Worldwide the disease burden attributable to use of psychoactive substances, including alcohol, tobacco and drugs,– by far exceeds the disease burden attributable to any other risk factor. And drug use disorders have the highest impact on young people at the age from 15 to 29 years old – the key age group for sustainable development in any country.
From a public health perspective drug use disorders are first and foremost health conditions associated with substantial mortality and morbidity. And, as such, all principles of prevention, treatment and care should apply. However, resources available in countries for prevention and treatment of drug use disorders are scarce, and treatment is often not eligible for coverage by existing funding and insurance reimbursement schemes. As a result, treatment and rehabilitation of affected family members can drive their families into poverty by catastrophic out of pocket payments.

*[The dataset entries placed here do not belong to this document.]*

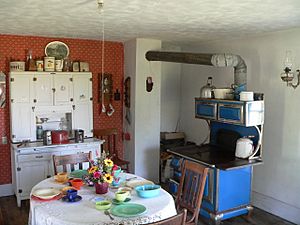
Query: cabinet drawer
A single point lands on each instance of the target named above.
(231, 113)
(206, 110)
(34, 157)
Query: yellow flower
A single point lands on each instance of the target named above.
(108, 178)
(93, 169)
(108, 162)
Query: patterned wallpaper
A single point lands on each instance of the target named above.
(15, 47)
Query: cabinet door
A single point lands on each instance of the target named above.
(22, 122)
(21, 88)
(30, 174)
(63, 94)
(83, 103)
(232, 113)
(43, 89)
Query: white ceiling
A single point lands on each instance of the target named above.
(184, 21)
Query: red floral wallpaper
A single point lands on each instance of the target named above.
(15, 47)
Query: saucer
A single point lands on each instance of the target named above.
(116, 202)
(77, 199)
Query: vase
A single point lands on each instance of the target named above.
(101, 188)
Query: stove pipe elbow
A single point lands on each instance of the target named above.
(235, 61)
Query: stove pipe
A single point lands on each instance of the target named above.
(217, 60)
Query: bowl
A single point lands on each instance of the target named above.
(125, 189)
(148, 191)
(103, 205)
(117, 172)
(76, 183)
(121, 195)
(61, 177)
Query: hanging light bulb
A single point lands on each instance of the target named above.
(287, 76)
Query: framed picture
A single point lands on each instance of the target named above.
(57, 49)
(75, 66)
(84, 67)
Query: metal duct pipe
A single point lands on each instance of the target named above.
(217, 60)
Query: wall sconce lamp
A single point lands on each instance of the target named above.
(288, 76)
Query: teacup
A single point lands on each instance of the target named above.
(121, 195)
(77, 183)
(71, 194)
(62, 177)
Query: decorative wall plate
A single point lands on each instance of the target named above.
(57, 49)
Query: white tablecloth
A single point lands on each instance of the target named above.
(84, 212)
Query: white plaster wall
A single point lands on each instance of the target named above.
(145, 108)
(130, 71)
(276, 183)
(170, 92)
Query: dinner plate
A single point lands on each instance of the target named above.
(78, 173)
(61, 182)
(128, 210)
(46, 193)
(135, 183)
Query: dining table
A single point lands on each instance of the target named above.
(84, 212)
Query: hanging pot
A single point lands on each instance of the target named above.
(206, 91)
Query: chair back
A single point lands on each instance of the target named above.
(179, 219)
(191, 188)
(71, 160)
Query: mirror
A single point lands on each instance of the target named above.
(2, 89)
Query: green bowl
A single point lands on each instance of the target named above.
(103, 205)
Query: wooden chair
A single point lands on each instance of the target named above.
(179, 219)
(72, 160)
(110, 137)
(190, 190)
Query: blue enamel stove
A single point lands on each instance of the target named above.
(228, 187)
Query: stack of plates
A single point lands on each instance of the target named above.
(46, 193)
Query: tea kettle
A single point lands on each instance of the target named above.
(206, 91)
(244, 148)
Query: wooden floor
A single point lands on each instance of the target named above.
(10, 214)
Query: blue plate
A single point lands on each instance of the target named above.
(76, 199)
(148, 190)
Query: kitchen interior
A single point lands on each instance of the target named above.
(162, 95)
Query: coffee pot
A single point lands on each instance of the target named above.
(244, 148)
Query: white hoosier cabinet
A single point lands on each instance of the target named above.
(53, 100)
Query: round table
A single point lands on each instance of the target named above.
(58, 212)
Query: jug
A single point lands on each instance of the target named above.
(206, 91)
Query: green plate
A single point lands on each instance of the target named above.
(78, 173)
(128, 210)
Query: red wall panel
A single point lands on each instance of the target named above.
(15, 47)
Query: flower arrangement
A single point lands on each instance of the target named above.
(102, 170)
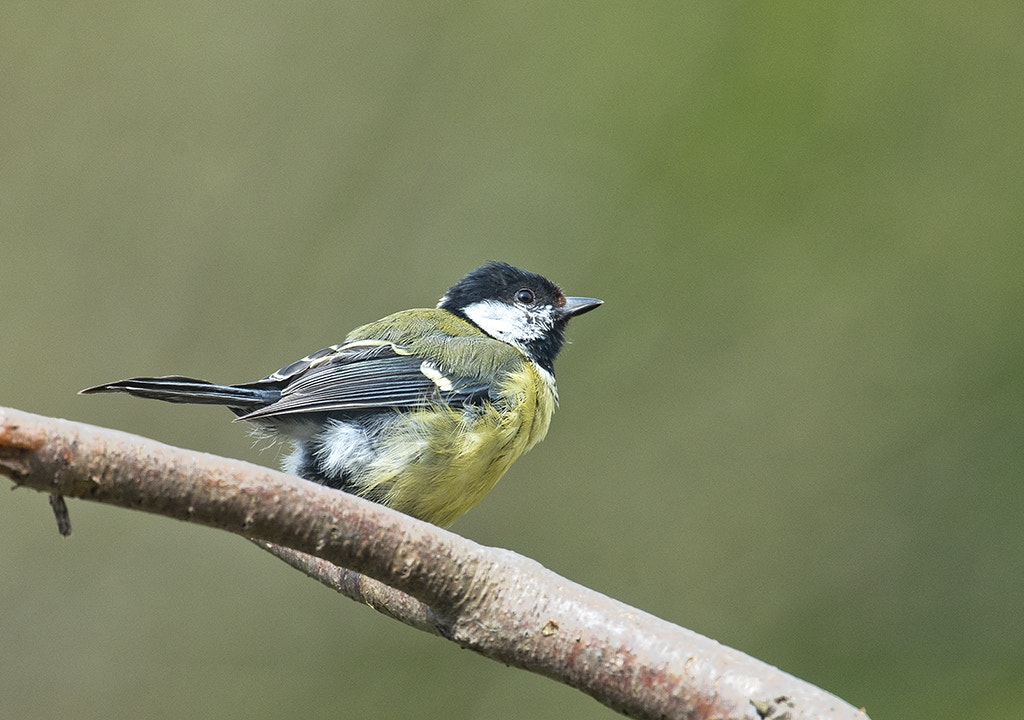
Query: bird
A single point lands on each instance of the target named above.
(422, 411)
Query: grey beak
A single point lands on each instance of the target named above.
(579, 305)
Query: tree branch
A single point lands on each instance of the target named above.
(501, 604)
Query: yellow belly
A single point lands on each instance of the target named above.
(446, 460)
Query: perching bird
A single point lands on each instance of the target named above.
(422, 411)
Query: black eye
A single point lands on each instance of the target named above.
(525, 296)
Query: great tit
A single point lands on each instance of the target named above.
(423, 411)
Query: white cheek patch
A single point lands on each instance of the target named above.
(507, 323)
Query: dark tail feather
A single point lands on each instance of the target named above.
(175, 388)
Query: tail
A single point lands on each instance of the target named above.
(175, 388)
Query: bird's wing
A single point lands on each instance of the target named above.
(365, 375)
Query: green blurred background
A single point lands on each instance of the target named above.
(795, 426)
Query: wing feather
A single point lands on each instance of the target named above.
(364, 376)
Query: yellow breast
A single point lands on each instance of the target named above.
(446, 460)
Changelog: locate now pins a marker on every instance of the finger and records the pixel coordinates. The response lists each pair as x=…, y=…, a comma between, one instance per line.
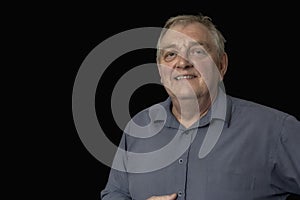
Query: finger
x=165, y=197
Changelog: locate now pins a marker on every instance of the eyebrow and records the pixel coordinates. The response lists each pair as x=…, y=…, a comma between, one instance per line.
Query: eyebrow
x=204, y=44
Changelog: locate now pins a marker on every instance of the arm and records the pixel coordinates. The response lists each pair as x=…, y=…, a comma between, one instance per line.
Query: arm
x=117, y=187
x=286, y=172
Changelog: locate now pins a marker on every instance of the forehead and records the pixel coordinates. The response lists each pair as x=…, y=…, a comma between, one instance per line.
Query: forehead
x=183, y=34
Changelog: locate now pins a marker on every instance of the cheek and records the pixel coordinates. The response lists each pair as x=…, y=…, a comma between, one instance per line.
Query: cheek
x=165, y=72
x=208, y=70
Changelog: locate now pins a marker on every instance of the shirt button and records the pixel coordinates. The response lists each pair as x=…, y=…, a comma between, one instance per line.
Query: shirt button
x=179, y=193
x=180, y=161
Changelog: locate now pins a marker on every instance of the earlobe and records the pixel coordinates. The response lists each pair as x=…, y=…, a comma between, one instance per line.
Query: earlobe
x=223, y=65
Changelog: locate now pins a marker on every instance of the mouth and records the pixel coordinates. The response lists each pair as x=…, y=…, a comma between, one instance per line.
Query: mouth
x=187, y=76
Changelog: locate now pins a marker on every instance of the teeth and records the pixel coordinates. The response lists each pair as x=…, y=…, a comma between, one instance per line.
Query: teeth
x=184, y=77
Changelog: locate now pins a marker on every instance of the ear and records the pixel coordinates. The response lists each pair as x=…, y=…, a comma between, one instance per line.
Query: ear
x=223, y=65
x=159, y=69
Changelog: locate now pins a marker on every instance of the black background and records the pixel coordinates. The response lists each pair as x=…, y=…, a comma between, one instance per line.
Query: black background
x=262, y=45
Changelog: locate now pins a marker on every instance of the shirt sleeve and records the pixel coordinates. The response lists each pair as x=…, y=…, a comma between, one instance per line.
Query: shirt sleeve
x=117, y=185
x=286, y=172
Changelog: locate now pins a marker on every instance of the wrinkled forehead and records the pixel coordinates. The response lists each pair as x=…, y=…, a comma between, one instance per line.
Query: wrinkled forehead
x=174, y=37
x=185, y=36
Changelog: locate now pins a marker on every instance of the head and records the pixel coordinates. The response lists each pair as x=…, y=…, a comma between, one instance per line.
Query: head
x=191, y=57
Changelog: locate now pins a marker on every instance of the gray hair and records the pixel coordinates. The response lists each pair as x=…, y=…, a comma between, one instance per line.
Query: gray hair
x=205, y=20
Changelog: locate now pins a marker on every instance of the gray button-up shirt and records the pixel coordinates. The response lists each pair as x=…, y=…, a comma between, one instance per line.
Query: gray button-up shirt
x=248, y=151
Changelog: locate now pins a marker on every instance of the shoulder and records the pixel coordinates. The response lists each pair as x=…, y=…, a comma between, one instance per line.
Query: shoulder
x=158, y=111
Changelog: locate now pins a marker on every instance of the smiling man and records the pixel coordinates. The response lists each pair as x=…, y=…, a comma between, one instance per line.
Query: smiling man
x=204, y=144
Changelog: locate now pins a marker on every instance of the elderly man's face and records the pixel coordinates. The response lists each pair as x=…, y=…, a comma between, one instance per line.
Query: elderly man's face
x=188, y=62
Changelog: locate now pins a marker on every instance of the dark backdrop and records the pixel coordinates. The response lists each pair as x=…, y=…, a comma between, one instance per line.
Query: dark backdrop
x=263, y=54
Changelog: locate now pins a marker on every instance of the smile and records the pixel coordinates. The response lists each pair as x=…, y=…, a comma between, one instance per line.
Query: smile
x=185, y=77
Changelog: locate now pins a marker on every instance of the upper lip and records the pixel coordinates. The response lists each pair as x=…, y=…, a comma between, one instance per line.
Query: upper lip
x=190, y=74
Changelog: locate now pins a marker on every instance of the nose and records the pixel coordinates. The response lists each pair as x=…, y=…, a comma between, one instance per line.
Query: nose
x=183, y=63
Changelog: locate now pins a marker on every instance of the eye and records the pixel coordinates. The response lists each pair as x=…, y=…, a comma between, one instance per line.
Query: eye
x=198, y=51
x=169, y=55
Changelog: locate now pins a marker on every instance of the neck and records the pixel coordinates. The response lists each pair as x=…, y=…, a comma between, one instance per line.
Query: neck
x=188, y=111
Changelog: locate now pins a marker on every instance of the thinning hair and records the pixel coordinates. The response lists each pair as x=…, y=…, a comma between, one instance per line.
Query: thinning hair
x=216, y=35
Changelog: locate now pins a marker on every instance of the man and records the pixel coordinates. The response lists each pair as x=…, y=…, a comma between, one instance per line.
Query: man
x=201, y=143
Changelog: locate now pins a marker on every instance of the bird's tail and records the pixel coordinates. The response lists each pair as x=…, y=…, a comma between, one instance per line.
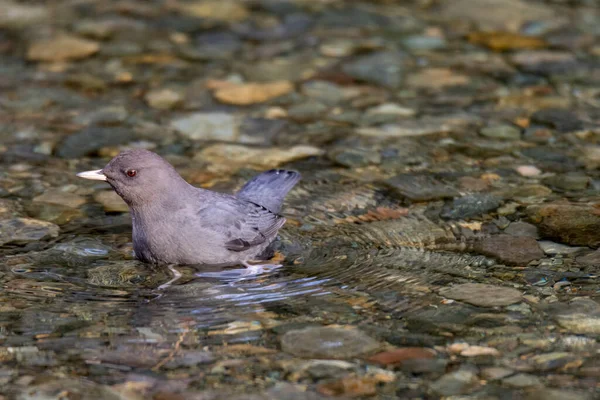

The international drug conventions mandate WHO to evaluate substances for international control. The science of substance evaluation carried out by the WHO Expert Committee on Drug Dependence, evolved over time, but the rapid evolution of new psychoactive substances is challenging the system. Capacity for generating better data on harm caused by these substances needs to be developed in many parts of the world.
From the WHO perspective it is essential that all the efforts to address the world drug problem do not compromise fundamental aspects of the international drug control system – protection of public health. For example, the access to controlled medicines for the relief of pain and suffering should be ensured in all cases while preventing diversion and abuse. It is estimated that worldwide 5.6 billion people live in countries with low to non-existent access to controlled medicines. The Political Declaration of the High-level Meeting of the UN General Assembly and the WHO global action plan for the prevention and control of noncommunicable diseases 2013-2020 put particular emphasis on access to controlled medicines for pain management in palliative care. Equally, despite strong evidence of efficacy, treatment of opioid dependence with long-acting opioid agonists is frequently unavailable.
In 2012 an estimated 230 000 new HIV infections were caused by injecting drug use. Even greater numbers are thought to have contracted hepatitis B and C through drug injection practices. And still, infected drug users have low rates of treatment for HIV/AIDS and hepatitis despite the mounting evidence that good treatment outcomes can be achieved in this population.
Health care services are the cornerstone of a public health response to drug problems. Strengthening health service response to drug problems is one of the key objectives of the collaborative program of WHO and UNODC on drug dependence treatment and care.
Ensuring access to treatment for drug use disorders and associated conditions worldwide means rebalancing of the international policy on drugs with increased focus on public health, prevention, treatment, harm reduction and social determinants of drug use.
In conclusion, Mister Chair, WHO is committed to strengthen its contribution to implementation of the Political Declaration and Plan of Action on International Cooperation towards an integrated and balanced strategy to counter the world drug problem by addressing the following key areas:
• Promoting and supporting implementation and evaluation of public health oriented policies aimed at reducing drug-related harm
• Strengthening WHO review processes of psychoactive substances for international control;
• Ensuring access to controlled medicines for medical and scientific purposes;
• Improving coverage and quality of evidence based prevention and treatment of drug use disorders and associated health conditions;
• And, finally, developing and strengthening public health oriented surveillance and monitoring systems for drug use and resources for prevention and treatment of drug use disorders.
The World Health Organization looks forward to applying its expertise and commitment in our collective efforts towards achieving these objectives.